With a market cap of $209.7 billion, McDonald's Corporation (MCD) is a leading global fast-food chain and operates in the quick-service restaurant industry. Based in Chicago, Illinois, it franchises and operates restaurants offering a variety of food and beverages worldwide.
Shares of the fast food giant have underperformed the broader market over the past 52 weeks. MCD has risen 8.2% over this time frame, while the broader S&P 500 Index ($SPX) has gained 30.4%. In 2024, shares of MCD are down 1.3%, compared to SPX’s 23.1% increase on a YTD basis.
Narrowing the focus, MCD has also lagged behind the Consumer Discretionary Select Sector SPDR Fund’s (XLY) 27.2% rise over the past 52 weeks and 19.4% return on a YTD basis.
Despite reporting better-than-expected Q3 adjusted EPS of $3.23 and revenue of $6.9 billion, shares of McDonald’s fell marginally on Oct. 29 due to weaker-than-expected global comparable sales, with a 1.5% overall decline, including a 2.1% drop in the International Operated Markets (IOM) segment. Analysts were concerned that the U.S. performance, though positive, was driven by average check growth rather than increased traffic, indicating less robust demand. Additionally, soft international performance, particularly in the Middle East and China, raised doubts about the company's ability to improve trends in key global markets.
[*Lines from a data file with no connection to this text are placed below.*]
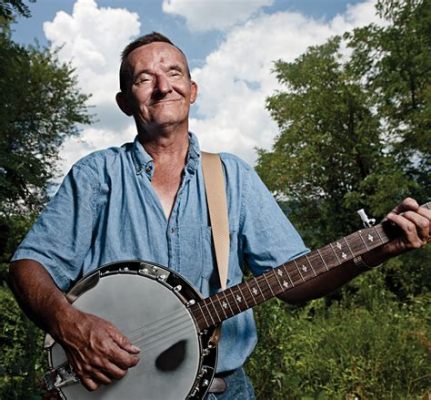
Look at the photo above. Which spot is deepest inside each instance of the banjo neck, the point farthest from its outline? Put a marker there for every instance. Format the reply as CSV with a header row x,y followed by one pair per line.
x,y
236,299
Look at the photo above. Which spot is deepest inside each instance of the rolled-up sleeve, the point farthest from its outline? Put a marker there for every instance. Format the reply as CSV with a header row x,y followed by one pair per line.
x,y
62,235
267,236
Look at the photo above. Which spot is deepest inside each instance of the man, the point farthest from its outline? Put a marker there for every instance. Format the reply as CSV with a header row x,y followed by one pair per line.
x,y
146,200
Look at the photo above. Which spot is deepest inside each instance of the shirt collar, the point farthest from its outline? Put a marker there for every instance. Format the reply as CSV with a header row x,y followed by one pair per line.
x,y
144,162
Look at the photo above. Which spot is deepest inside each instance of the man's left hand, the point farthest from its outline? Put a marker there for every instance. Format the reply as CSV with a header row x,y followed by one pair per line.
x,y
415,223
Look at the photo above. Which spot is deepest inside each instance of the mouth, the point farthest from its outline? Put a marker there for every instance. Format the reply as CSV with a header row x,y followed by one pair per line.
x,y
164,101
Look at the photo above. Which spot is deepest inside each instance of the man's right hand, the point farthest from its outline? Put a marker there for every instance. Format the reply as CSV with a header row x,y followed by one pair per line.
x,y
96,349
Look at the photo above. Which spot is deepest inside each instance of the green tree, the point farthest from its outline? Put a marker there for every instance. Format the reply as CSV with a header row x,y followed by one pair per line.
x,y
354,133
394,61
40,106
329,148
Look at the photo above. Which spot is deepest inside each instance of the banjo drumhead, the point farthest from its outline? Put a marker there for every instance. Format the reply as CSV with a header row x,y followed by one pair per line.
x,y
155,320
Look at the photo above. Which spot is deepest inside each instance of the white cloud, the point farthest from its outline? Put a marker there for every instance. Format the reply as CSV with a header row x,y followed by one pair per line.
x,y
236,78
92,39
206,15
233,83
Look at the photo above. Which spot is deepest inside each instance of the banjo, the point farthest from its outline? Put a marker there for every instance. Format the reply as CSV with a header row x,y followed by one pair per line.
x,y
172,324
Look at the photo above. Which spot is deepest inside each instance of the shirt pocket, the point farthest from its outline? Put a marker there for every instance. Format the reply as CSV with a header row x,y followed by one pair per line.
x,y
192,260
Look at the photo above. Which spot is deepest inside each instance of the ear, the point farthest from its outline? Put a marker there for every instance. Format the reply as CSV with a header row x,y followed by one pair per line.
x,y
194,92
123,103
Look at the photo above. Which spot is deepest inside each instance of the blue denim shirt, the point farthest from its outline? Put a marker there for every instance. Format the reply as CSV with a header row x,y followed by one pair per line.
x,y
106,210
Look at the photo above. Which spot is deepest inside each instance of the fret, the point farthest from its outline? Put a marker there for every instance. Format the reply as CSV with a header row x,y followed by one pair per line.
x,y
215,309
208,313
343,256
258,286
288,274
378,234
297,267
269,285
225,304
279,273
244,297
235,300
324,263
365,243
203,314
229,302
348,246
371,238
251,294
333,250
304,268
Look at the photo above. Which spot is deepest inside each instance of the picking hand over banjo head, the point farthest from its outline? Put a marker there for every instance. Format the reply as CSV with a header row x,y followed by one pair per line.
x,y
151,305
173,325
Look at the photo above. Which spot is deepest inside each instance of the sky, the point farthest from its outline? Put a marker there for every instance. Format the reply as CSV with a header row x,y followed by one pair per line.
x,y
231,46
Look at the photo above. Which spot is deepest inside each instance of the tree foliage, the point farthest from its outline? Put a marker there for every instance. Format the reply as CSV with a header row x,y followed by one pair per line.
x,y
40,107
354,131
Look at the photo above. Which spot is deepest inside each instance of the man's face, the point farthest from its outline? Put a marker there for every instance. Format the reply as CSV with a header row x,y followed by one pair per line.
x,y
159,90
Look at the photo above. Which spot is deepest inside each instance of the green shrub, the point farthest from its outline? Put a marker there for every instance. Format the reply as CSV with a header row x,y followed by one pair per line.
x,y
21,354
366,346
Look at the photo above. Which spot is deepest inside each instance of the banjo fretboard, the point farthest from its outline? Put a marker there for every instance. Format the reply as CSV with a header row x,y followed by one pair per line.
x,y
223,305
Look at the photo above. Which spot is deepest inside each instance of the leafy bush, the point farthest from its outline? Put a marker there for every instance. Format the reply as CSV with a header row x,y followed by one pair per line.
x,y
366,346
21,355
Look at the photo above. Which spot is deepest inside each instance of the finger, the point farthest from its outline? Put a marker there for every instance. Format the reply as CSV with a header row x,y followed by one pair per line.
x,y
89,383
407,204
124,343
114,371
122,358
409,227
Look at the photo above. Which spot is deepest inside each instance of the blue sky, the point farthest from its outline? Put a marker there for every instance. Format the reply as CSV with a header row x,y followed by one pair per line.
x,y
230,44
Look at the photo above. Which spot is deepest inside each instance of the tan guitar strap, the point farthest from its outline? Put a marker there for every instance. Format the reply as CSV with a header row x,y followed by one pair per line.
x,y
217,207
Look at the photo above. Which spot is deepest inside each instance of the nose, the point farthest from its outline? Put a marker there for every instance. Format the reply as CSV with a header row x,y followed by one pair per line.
x,y
163,85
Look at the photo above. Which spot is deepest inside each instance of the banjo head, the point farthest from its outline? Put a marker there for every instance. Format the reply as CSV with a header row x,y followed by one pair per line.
x,y
149,304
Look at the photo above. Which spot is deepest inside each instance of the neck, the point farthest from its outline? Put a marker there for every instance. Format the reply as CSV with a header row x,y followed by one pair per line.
x,y
166,145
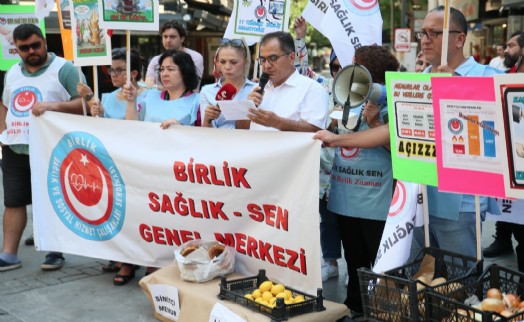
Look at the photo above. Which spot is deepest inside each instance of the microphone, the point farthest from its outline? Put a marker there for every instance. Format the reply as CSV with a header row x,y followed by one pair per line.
x,y
264,78
226,92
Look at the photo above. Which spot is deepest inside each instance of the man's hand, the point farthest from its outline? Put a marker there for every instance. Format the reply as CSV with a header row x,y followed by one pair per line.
x,y
263,117
40,107
326,137
255,96
167,123
371,113
300,27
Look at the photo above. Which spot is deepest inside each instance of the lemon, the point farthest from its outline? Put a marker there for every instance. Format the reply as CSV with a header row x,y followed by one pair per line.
x,y
256,294
265,286
282,295
299,298
267,296
278,288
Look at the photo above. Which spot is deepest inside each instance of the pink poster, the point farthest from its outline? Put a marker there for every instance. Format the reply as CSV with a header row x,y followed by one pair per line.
x,y
468,136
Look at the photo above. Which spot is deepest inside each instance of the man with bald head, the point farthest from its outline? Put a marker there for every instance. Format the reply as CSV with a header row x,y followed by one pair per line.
x,y
451,216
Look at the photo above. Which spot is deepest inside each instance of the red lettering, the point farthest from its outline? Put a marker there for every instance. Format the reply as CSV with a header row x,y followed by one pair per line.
x,y
154,205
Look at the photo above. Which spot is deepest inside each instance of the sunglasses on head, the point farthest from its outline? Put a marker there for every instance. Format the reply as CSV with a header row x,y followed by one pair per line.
x,y
231,42
26,48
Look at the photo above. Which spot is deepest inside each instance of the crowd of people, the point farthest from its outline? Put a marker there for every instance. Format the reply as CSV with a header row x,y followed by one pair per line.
x,y
352,217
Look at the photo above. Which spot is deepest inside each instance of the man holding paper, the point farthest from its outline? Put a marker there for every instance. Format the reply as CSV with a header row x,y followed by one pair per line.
x,y
289,101
451,215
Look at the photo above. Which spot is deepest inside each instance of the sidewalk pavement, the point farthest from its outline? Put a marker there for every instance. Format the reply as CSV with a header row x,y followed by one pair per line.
x,y
81,291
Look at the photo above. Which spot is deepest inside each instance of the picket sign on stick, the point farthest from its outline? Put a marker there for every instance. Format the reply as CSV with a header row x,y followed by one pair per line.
x,y
477,225
445,35
83,100
424,189
128,56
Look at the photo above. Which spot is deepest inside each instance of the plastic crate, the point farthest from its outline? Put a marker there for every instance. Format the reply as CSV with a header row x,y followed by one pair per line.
x,y
235,290
444,307
393,295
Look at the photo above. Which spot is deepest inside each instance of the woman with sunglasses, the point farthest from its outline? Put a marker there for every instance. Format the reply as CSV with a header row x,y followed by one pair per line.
x,y
233,60
177,103
113,104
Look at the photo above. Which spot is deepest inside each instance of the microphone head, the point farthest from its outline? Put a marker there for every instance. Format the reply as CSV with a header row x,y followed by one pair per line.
x,y
264,78
226,92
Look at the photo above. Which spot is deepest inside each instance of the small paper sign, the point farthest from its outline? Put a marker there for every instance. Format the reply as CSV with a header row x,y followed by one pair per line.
x,y
236,109
220,313
165,298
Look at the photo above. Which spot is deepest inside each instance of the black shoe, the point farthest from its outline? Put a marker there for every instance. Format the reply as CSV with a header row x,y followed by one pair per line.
x,y
29,241
498,248
53,262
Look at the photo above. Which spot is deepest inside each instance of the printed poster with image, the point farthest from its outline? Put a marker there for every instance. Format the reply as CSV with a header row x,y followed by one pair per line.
x,y
468,136
10,17
91,44
252,19
129,14
412,127
509,90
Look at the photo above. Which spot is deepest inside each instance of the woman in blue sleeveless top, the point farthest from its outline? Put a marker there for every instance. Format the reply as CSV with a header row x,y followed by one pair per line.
x,y
177,103
361,179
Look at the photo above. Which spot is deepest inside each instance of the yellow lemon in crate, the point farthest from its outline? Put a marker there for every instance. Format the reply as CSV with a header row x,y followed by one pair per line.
x,y
265,286
267,296
298,299
256,294
278,288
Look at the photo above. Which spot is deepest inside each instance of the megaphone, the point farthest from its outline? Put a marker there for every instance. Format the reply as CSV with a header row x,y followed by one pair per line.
x,y
353,86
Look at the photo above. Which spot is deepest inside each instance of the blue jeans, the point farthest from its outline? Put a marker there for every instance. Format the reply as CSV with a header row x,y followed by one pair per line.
x,y
329,234
457,236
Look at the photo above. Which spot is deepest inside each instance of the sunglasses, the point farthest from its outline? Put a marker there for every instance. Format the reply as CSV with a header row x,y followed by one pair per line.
x,y
231,42
26,48
334,68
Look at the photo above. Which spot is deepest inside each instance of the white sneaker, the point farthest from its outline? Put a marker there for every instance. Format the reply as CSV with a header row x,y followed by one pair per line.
x,y
328,271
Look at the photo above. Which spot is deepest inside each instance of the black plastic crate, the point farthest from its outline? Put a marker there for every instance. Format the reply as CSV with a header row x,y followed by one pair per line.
x,y
235,290
444,307
393,295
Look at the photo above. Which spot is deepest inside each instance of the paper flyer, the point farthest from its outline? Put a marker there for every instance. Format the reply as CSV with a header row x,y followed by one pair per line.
x,y
412,127
91,44
10,17
468,136
509,90
64,21
250,20
129,14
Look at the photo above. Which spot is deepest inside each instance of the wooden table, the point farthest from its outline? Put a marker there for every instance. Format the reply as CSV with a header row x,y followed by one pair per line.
x,y
197,300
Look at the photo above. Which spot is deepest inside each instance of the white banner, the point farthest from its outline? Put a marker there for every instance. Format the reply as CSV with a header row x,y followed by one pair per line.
x,y
132,192
348,24
404,214
250,20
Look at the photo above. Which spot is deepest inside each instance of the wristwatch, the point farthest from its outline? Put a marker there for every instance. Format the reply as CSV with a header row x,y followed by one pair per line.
x,y
88,97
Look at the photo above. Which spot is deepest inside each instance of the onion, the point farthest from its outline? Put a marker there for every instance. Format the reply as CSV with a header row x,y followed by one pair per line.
x,y
492,305
494,293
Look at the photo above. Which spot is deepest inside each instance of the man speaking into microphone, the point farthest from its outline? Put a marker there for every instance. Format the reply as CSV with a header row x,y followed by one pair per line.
x,y
233,62
289,101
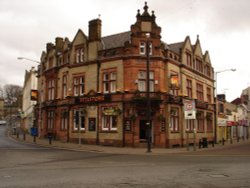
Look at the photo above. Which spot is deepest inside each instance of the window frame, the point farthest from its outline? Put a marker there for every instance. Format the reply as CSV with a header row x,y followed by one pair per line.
x,y
79,85
109,81
174,119
142,81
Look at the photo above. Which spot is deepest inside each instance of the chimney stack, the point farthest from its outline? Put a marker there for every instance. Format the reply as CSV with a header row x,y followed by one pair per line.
x,y
95,27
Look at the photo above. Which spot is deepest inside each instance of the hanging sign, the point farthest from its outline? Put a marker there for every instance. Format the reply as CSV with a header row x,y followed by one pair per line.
x,y
189,109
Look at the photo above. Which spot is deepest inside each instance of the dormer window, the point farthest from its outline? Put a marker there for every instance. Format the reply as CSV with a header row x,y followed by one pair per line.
x,y
143,48
79,55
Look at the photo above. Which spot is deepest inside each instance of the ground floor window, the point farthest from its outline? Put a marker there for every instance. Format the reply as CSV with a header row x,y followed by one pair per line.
x,y
79,119
209,118
51,115
64,120
200,121
174,119
109,119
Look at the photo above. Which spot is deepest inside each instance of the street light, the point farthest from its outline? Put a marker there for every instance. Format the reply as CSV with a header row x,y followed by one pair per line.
x,y
216,105
148,124
40,102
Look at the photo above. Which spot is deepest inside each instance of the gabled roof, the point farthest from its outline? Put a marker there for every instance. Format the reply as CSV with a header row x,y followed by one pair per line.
x,y
115,41
175,47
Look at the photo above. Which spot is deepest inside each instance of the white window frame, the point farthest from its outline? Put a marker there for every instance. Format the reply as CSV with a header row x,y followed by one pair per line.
x,y
142,81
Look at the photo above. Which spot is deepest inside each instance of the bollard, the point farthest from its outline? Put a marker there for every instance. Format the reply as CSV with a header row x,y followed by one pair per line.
x,y
200,143
187,142
50,140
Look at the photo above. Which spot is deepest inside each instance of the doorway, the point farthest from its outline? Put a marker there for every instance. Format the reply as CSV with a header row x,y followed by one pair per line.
x,y
143,130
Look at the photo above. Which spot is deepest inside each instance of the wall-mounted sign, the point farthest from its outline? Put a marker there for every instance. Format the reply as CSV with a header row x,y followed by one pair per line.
x,y
189,109
92,99
174,80
163,126
34,95
127,125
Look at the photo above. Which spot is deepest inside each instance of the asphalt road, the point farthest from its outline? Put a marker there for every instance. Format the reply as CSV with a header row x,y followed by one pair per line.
x,y
25,166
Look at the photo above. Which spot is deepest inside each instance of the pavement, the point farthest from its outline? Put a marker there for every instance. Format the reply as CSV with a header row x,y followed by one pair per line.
x,y
44,142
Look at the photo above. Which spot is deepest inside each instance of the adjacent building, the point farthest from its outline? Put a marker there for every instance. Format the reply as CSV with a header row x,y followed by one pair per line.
x,y
29,100
93,88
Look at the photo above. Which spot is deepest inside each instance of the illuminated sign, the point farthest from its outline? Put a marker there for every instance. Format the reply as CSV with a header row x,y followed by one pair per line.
x,y
34,95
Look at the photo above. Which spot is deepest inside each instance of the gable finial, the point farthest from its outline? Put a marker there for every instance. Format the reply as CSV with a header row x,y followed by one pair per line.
x,y
145,7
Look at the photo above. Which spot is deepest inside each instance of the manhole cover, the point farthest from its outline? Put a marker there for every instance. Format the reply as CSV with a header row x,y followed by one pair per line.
x,y
218,175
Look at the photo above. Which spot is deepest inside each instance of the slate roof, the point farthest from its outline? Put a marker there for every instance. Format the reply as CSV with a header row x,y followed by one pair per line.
x,y
175,47
116,40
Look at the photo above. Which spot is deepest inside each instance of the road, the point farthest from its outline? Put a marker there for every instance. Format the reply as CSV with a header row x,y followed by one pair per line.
x,y
26,166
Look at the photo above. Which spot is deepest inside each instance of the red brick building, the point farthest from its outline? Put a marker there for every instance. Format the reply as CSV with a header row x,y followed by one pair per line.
x,y
93,88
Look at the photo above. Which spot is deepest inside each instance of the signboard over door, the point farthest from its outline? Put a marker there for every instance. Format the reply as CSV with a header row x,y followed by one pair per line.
x,y
189,109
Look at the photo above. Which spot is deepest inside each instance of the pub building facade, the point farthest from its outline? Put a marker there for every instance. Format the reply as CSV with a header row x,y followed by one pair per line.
x,y
93,88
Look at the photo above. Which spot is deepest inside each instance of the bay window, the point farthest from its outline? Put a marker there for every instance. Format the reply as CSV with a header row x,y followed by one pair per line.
x,y
109,82
142,81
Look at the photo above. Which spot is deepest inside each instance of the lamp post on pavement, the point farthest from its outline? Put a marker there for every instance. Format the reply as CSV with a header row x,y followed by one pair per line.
x,y
216,101
40,102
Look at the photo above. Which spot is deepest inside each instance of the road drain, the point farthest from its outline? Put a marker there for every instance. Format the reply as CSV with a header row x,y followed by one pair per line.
x,y
218,175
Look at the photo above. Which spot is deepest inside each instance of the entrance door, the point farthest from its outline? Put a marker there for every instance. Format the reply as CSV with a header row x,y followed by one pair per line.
x,y
143,130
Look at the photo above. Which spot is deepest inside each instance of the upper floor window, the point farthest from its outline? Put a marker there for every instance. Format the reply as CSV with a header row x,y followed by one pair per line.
x,y
143,48
207,71
51,89
142,78
199,91
109,82
79,55
66,58
174,119
189,88
189,59
64,86
199,66
79,85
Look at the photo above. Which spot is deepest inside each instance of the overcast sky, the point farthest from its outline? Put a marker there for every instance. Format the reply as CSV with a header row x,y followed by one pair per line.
x,y
223,27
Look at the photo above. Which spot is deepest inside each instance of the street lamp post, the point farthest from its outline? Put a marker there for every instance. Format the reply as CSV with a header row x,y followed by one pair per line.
x,y
148,124
216,101
40,102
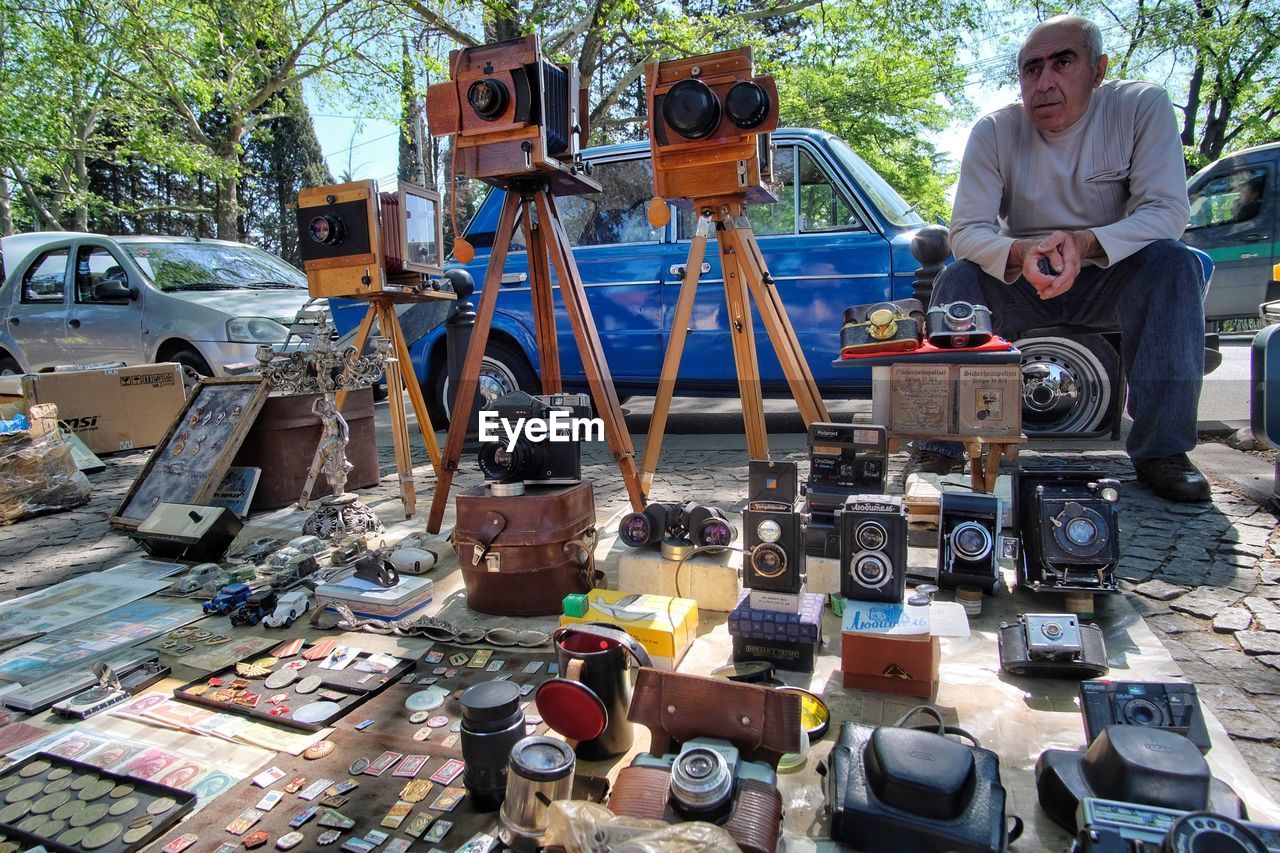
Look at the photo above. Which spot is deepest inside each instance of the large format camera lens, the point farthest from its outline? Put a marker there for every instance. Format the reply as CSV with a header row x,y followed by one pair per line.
x,y
691,109
488,97
970,541
327,229
746,105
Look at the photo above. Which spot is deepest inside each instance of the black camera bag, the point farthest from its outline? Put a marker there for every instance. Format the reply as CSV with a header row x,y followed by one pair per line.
x,y
899,789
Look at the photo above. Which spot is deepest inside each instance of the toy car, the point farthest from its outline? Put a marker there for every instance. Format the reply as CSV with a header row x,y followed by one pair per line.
x,y
228,598
259,605
288,609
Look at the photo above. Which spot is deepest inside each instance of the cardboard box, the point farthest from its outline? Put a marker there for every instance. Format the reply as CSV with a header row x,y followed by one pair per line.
x,y
112,409
955,400
666,626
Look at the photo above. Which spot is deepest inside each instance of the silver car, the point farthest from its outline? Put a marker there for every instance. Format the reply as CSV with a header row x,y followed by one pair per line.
x,y
86,299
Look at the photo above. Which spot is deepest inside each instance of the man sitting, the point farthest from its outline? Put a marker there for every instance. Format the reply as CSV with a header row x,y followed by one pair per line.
x,y
1069,210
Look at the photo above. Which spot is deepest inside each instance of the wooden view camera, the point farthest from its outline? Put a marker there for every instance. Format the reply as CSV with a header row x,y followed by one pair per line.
x,y
513,114
357,242
709,127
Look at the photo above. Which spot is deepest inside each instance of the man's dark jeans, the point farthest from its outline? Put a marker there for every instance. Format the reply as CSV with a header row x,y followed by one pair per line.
x,y
1155,297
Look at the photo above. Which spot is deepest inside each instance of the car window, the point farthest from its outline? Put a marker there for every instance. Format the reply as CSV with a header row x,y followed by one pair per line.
x,y
46,279
95,267
1232,197
778,218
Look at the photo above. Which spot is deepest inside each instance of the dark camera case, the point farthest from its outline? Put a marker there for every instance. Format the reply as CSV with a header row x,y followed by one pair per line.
x,y
1015,658
905,790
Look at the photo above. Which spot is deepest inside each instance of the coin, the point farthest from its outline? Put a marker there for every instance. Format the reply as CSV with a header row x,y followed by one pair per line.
x,y
97,789
123,806
90,815
49,802
73,836
309,684
101,835
160,806
35,769
24,790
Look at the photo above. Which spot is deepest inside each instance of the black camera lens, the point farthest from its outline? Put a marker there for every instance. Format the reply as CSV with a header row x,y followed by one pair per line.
x,y
871,536
746,105
970,541
691,109
488,97
327,229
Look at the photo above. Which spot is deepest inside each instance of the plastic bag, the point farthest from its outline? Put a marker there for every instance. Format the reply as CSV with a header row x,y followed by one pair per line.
x,y
37,473
589,828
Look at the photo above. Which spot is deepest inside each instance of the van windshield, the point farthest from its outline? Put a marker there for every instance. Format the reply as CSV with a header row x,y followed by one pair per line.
x,y
878,192
213,267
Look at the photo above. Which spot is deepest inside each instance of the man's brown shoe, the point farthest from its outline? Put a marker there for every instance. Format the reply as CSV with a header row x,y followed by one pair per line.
x,y
1173,478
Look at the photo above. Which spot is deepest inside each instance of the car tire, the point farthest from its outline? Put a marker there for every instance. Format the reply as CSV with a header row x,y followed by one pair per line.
x,y
1068,383
504,369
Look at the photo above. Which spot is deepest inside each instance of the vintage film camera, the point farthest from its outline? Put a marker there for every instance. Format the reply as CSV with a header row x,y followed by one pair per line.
x,y
1170,706
356,241
513,113
844,459
773,532
892,789
969,541
545,463
872,547
1115,826
1069,523
1051,646
709,128
882,327
691,521
956,325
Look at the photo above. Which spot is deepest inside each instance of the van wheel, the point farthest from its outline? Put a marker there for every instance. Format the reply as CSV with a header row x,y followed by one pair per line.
x,y
504,369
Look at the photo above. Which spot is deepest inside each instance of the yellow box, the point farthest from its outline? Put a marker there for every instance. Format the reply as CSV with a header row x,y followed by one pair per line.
x,y
666,626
For the current fiscal year, ending in December, analysts expect MCD’s EPS to decline 1.4% year-over-year to $11.77. The company’s earnings surprise history is mixed. It beat the consensus estimates in two of the last four quarters while missing on two other occasions.
Among the 34 analysts covering the stock, the consensus rating is a “Moderate Buy.” That’s based on 18 “Strong Buy” ratings, two “Moderate Buy,” and 14 “Holds.”
This configuration is slightly less bullish than three months ago, with 19 “Strong Buy” ratings on the stock.
On Oct. 31, Bank of America raised McDonald’s price target to $324 and maintained a “Neutral” rating. Despite the increase in the price target, the firm lowered its Q4 and FY25 EPS estimates, citing limited opportunities for positive revisions due to sluggish topline growth in the franchise model.
The mean price target of $323.55 represents a premium of 10.6% to MCD’s current levels. The Street-high price target of $360, implies a potential upside of 23% from the current price.